Pierre E. A. Goupil. Memoirs of Marie Antoinette. [New York], 1794; and [U.S.], 1794.
These Memoirs faithfully chronicle what the author calls the Queen’s “almost unequalled extreme of libidinous excesses.” Two editions were printed at the same time, one cheaper with small type and one crude woodcut bound in a paper wrapper, the other with larger type, bound in good-quality leather, with several expensive engravings of lewd episodes. Both editions were probably sold furtively, but the cheaper edition would have been better suited to a peddler’s trade, while the deluxe edition has a sophisticated, urbane feel.

Brothers of the Clergy. [U.S., ca. 1790] and … Priest and Deacon. [U.S., ca. 1790].
A Clergyman and his Deacon vie to see who has slept with more of the women of the parish. They agree that on a given Sunday whenever one of their partners enters the church, the Deacon will raise his arm and the Pastor will utter a “hem.” As the women pour in, the Deacon’s arm moves “like a saw-gate” and the Clergyman “cry’ hem, till well nigh throttl’.” Then the Clergyman’s wife comes in, and up goes the Deacon’s arm; so when the Deaconess enters, the Clergyman “with a vengeance fetch’ a hem …. Much as to say, Sir, we are even.” The Zinman Collection includes two editions of this bit of ribaldry, both of them the only known copies.
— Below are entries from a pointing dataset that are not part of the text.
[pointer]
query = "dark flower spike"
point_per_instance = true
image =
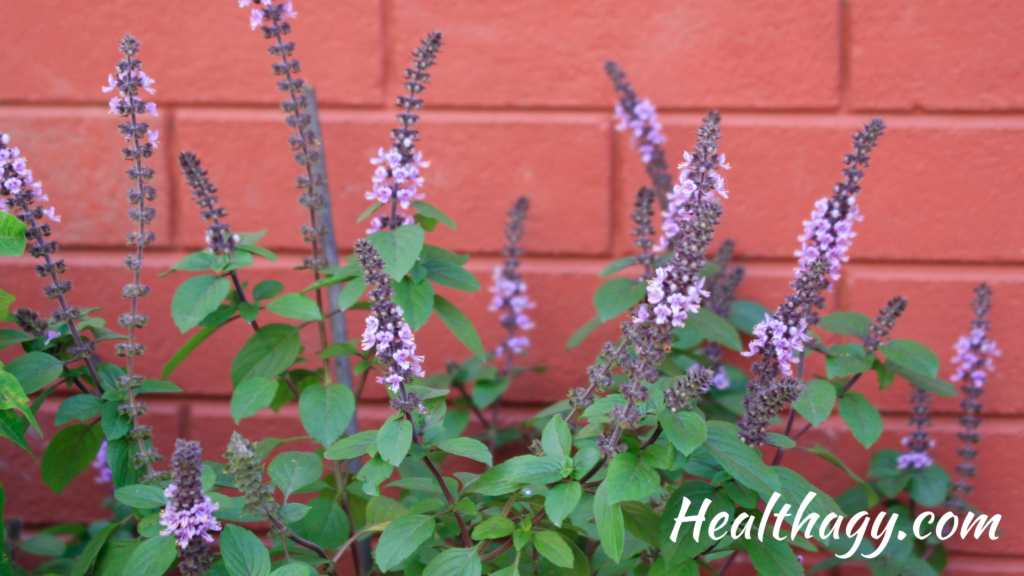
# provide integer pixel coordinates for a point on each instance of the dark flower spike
(641, 119)
(509, 289)
(387, 332)
(218, 235)
(129, 105)
(643, 209)
(884, 323)
(673, 293)
(722, 287)
(272, 21)
(396, 178)
(188, 513)
(974, 360)
(779, 338)
(22, 195)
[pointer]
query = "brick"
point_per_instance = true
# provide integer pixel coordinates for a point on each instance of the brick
(912, 211)
(996, 488)
(76, 153)
(473, 183)
(81, 500)
(938, 313)
(935, 55)
(338, 45)
(742, 53)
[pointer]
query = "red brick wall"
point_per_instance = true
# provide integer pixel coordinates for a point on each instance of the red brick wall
(519, 104)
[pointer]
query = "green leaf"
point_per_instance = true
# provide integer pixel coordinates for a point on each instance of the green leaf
(431, 252)
(186, 348)
(155, 556)
(91, 550)
(556, 439)
(431, 212)
(617, 295)
(35, 370)
(252, 396)
(846, 323)
(5, 301)
(934, 385)
(326, 524)
(713, 327)
(351, 293)
(295, 306)
(12, 239)
(561, 500)
(741, 461)
(630, 479)
(401, 538)
(863, 419)
(244, 553)
(398, 248)
(744, 315)
(617, 265)
(326, 411)
(686, 430)
(552, 546)
(816, 402)
(494, 528)
(772, 558)
(455, 562)
(929, 486)
(460, 326)
(847, 360)
(9, 337)
(351, 447)
(394, 440)
(467, 448)
(140, 496)
(586, 330)
(417, 300)
(70, 453)
(267, 289)
(268, 353)
(452, 275)
(685, 546)
(642, 522)
(292, 470)
(911, 356)
(115, 424)
(80, 407)
(608, 518)
(197, 297)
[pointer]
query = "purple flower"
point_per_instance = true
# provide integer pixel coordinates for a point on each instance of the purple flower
(509, 289)
(102, 466)
(396, 178)
(387, 332)
(188, 513)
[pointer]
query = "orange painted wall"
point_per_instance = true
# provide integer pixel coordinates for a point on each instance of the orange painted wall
(519, 104)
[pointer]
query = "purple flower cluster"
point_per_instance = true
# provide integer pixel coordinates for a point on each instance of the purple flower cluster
(918, 442)
(974, 361)
(387, 332)
(396, 178)
(102, 466)
(829, 232)
(683, 193)
(509, 289)
(272, 21)
(640, 117)
(188, 513)
(673, 293)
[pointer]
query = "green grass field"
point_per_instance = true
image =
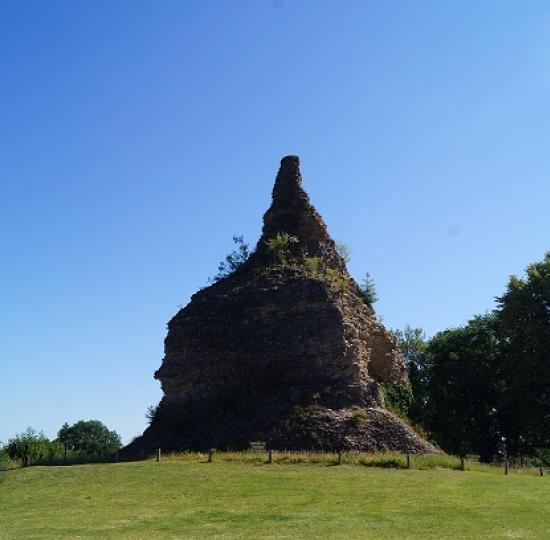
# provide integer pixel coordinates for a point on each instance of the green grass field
(184, 497)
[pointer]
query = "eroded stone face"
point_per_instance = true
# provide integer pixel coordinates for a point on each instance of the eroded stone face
(280, 353)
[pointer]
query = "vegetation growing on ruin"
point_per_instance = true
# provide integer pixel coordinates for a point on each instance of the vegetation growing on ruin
(235, 259)
(299, 496)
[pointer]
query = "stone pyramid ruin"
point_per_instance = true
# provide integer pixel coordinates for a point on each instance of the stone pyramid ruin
(284, 350)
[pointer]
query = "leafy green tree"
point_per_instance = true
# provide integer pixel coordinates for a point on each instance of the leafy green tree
(4, 459)
(344, 252)
(523, 317)
(280, 246)
(235, 259)
(412, 342)
(463, 388)
(368, 288)
(89, 438)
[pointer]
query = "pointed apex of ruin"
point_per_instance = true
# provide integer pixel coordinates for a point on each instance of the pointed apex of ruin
(288, 184)
(291, 212)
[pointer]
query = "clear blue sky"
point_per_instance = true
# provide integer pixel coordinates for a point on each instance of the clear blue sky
(137, 137)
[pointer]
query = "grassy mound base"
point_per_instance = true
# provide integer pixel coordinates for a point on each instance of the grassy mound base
(185, 497)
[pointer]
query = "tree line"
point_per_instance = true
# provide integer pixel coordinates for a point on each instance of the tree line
(484, 388)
The Amours and adventures of two English gentlemen in Italy. Worcester: [I. Thomas], 1795.
These are gentlemen of the school of Don Juan and Casanova, who run grave risks and use devious stratagems in pursuit of the love of beautiful and cooperative women. Free sample: “Imagining he was her dear Lorenzo, she lay kindly pliant, and circling his body with a close embrace, gave him an entire enjoyment of all the sweets she had in store.” The publisher employed a deception of his own; he had the book bound in the distinctive coarse muslin usually reserved for elementary school books.